La sua poliedricità gli valse la definizione di "romantico capitano d’industria", un ritratto impresso nel volume “Di Acqua e di Tonnara” che ne ripercorre la vita spesa tra l’impresa e il territorio. Il suo rapporto con Stintino superava i confini professionali, radicandosi in un’identità condivisa. L’11 settembre 2011, durante la cerimonia nella sala consiliare, l'allora sindaco di Stintino Antonio Diana, nel conferirgli ufficialmente il titolo di “Stintinese doc”, sottolineava che «conferirgli questo titolo non è un semplice atto formale, ma il riconoscimento di un legame viscerale che ha saputo tessere con la nostra terra e la nostra gente».
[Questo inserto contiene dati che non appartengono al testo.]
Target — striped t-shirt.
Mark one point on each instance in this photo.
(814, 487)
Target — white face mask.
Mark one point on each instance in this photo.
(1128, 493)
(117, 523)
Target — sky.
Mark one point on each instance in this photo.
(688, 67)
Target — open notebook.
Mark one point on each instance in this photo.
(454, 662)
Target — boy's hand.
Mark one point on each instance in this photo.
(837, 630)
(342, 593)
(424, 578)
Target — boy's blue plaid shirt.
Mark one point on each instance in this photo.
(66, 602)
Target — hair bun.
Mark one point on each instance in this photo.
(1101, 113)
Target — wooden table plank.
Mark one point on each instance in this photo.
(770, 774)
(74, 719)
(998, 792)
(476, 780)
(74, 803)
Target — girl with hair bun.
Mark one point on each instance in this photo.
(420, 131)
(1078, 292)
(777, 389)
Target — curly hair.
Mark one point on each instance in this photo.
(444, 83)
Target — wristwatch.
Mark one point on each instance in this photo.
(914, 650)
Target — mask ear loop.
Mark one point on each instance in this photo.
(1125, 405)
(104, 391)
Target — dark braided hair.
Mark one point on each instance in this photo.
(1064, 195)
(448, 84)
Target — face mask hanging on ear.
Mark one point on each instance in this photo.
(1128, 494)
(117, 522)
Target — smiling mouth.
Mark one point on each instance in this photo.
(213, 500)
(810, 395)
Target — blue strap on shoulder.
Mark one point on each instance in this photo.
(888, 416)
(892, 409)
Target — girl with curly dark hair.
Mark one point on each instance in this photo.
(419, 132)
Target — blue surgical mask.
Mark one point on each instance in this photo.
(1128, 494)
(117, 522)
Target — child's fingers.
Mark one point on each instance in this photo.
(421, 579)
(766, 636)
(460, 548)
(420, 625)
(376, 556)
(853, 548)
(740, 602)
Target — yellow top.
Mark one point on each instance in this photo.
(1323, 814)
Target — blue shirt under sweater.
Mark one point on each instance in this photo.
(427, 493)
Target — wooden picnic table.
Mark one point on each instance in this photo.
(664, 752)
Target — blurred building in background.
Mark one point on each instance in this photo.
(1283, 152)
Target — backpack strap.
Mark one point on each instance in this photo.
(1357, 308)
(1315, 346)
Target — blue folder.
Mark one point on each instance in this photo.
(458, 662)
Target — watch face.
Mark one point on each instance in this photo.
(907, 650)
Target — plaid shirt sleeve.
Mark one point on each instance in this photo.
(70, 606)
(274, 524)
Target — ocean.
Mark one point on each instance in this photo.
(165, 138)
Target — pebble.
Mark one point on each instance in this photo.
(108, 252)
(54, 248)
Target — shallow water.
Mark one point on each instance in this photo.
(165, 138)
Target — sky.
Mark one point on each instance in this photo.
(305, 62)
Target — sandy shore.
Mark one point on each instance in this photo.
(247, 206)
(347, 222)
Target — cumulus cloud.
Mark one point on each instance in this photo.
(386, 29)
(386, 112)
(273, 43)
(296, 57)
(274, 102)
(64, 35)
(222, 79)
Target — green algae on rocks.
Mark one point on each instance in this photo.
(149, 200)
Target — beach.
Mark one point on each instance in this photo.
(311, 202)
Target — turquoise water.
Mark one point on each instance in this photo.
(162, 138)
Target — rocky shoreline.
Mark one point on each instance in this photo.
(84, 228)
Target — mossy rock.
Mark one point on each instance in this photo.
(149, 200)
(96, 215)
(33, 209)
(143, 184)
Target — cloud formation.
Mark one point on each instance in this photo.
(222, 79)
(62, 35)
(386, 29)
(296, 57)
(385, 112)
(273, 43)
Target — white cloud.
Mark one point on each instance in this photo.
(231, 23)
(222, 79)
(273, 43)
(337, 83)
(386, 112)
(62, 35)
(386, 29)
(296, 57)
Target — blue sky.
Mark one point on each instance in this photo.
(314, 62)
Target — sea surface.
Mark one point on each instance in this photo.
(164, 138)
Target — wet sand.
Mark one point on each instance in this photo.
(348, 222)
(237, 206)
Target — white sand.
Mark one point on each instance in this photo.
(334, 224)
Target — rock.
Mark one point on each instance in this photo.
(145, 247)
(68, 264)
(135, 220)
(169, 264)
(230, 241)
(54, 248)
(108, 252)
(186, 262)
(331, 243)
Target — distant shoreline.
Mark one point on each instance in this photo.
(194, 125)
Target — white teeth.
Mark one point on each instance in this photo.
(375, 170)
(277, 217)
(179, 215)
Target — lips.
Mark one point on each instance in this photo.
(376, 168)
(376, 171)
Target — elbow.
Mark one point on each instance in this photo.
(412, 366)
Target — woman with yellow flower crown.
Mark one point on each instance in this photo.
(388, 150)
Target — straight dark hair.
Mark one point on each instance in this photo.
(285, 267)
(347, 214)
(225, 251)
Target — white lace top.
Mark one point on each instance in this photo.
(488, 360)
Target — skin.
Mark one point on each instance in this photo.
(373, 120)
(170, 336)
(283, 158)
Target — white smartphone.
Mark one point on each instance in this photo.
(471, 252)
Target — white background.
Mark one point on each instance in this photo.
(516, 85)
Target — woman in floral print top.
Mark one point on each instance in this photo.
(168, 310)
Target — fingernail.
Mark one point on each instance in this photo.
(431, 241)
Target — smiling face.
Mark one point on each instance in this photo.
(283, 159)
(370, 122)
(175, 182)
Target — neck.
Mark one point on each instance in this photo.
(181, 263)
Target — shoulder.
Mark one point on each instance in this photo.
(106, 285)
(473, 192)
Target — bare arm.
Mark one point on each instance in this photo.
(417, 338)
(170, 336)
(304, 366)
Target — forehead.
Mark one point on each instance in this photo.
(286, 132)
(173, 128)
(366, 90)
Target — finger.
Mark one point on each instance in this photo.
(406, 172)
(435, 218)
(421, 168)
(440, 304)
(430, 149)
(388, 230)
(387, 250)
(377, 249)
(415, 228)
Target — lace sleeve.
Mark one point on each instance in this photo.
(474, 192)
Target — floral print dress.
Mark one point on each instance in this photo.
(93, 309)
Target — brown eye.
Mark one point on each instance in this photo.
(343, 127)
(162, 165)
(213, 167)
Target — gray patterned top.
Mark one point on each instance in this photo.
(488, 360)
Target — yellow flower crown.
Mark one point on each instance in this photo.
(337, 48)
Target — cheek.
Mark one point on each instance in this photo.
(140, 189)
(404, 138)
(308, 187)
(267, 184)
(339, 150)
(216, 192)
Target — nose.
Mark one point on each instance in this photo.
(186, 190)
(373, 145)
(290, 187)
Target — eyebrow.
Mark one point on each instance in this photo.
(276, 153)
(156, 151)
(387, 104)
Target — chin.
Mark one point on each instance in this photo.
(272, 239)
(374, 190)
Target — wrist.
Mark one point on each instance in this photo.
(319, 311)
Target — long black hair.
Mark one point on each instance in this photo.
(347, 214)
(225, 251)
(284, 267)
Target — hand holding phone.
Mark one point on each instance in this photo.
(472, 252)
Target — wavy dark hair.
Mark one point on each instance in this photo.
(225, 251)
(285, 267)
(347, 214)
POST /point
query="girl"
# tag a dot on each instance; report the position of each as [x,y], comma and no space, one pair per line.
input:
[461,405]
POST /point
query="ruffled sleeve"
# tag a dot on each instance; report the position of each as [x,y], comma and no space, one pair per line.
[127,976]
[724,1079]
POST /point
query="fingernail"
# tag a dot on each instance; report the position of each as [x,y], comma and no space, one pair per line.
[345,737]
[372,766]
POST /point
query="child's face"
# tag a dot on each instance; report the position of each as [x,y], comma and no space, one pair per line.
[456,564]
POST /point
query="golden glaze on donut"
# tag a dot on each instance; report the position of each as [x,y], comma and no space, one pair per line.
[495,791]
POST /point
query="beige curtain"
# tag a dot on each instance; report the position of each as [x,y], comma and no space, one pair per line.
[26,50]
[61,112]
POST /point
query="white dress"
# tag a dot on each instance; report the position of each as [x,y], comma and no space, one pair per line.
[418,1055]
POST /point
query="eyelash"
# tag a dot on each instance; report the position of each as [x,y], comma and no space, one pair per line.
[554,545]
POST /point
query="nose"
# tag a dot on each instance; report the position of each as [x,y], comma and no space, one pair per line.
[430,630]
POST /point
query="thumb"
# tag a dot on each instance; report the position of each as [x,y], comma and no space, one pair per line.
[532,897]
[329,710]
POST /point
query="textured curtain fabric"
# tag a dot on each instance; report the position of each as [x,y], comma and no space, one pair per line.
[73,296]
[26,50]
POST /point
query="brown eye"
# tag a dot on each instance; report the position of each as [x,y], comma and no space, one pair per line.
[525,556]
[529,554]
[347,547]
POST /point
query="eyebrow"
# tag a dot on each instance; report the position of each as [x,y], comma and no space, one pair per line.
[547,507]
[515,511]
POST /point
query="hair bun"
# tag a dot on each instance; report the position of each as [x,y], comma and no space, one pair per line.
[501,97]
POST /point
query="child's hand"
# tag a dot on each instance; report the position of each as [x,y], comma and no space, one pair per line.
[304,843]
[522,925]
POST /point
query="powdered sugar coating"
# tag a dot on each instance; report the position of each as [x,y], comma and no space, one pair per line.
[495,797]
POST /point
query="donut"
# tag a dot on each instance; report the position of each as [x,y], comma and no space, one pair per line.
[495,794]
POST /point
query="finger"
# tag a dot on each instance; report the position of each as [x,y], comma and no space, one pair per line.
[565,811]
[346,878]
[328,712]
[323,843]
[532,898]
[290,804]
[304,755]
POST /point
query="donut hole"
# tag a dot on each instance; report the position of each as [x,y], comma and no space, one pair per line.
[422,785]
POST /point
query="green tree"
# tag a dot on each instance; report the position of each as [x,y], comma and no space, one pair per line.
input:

Questo legame era alimentato da una profonda stima reciproca, come quella che Anfossi condivideva con Agostino Diana, ultimo rais della Tonnara di Stintino e zio di Antonio Diana. «La loro - afferma Antonio Diana - era un’intesa nata tra i moli e le reti, dove la gerarchia lasciava spazio a un’amicizia autentica. Ricordando quel sodalizio, mi viene in mente come il rapporto tra Anfossi e mio zio Agostino rappresentasse l'incontro tra due mondi che parlavano la stessa lingua, quella della lealtà e del lavoro duro, trasformando una collaborazione professionale in un'amicizia autentica». Con Beppe Anfossi scompare un testimone diretto di una civiltà del mare che ha saputo farsi industria senza mai perdere la propria anima.
«Stintino - chiude Antonio Diana - perde oggi uno dei suoi figli d'elezione, un uomo che ha saputo onorare la storia di una comunità che lo ha amato e rispettato come uno di famiglia».